I have found that the directors I have worked with in indie theater are so willing to let me think way outside the box. Coming to a meeting and saying “have you heard of Harajuku” or "I think The Tempest lends itself perfectly to Steampunk" and having someone explore those ideas with me is very exciting. I definitely cringe when a director has a laundry list of costumes that he or she wants and has no interest in my input.
What could the indie community do to make things easier for costume designers all around?
Support our work. So many actors and directors run around seeing each other’s shows, but I feel a much smaller percentage will go see a show because they know the designer.
What could scene or lighting or sound designers do to make your job easier on a specific production?
Keep us in the conversation. Share your research and ideas with us. Remember that it all ends up on the same stage. I find most designers want to do this, but sometimes we get so busy that we move forward without considering the other designers.
Tell me about something you achieved in 2013 that makes you feel really good:
2013 was a good year for me. I worked with Retro Productions on The Baltimore Waltz, which carried the very important message that we must not forget about the AIDS crisis; AIDS still exists, they are still searching for a cure, and it still is a disease with stigma and dire consequences for people all over the world. And we must remember the lessons learned about how the crisis was originally handled. We did some community outreach but I want to do more with future productions. I am very passionate about theater that touches the community. I found out how hard it is though, and will have to learn how to be more effective on that front.
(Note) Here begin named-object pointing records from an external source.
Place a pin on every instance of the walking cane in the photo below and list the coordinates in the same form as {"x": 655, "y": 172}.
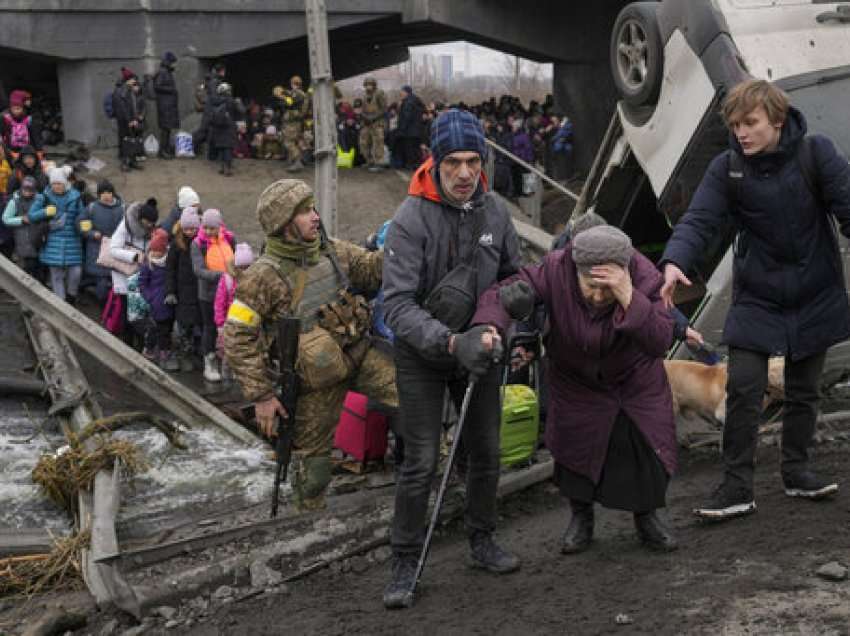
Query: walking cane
{"x": 438, "y": 504}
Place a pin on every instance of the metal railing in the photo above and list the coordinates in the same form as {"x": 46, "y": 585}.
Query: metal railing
{"x": 531, "y": 204}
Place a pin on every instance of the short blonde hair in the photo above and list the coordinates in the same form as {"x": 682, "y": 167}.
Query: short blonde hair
{"x": 749, "y": 95}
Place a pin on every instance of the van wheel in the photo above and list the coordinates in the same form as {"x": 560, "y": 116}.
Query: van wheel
{"x": 637, "y": 55}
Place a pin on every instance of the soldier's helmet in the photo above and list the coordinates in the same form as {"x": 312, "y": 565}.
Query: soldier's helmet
{"x": 279, "y": 202}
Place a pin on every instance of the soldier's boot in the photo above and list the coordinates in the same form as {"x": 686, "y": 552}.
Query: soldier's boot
{"x": 211, "y": 373}
{"x": 310, "y": 482}
{"x": 226, "y": 372}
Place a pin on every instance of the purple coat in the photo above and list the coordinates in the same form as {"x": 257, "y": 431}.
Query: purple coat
{"x": 599, "y": 364}
{"x": 152, "y": 281}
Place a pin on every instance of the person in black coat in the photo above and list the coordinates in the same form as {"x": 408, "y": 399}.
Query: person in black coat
{"x": 128, "y": 105}
{"x": 410, "y": 127}
{"x": 181, "y": 284}
{"x": 167, "y": 107}
{"x": 226, "y": 111}
{"x": 789, "y": 297}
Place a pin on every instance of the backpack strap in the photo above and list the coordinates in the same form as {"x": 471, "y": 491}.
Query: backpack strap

I also received a nomination for my design for A Midsummer Night's Dream at Theater 2020. This was my second IT nomination, and I just love going to the nomination parties and feeling like a part of this wonderful community. Seeing all this great work around me, and meeting the people behind it all, making friends and collaborating with them, and being excited for them about their work, I just love that.
What's coming up in 2014?
I am just starting on Candide for Theater 2020 in Brooklyn. I have never designed a musical before, and just reading it was hard for me because I'm not musical and I look for so many clues in a script. But it's going to be very colorful, and I am playing with patterns and silhouettes, so it's going to be a fun project.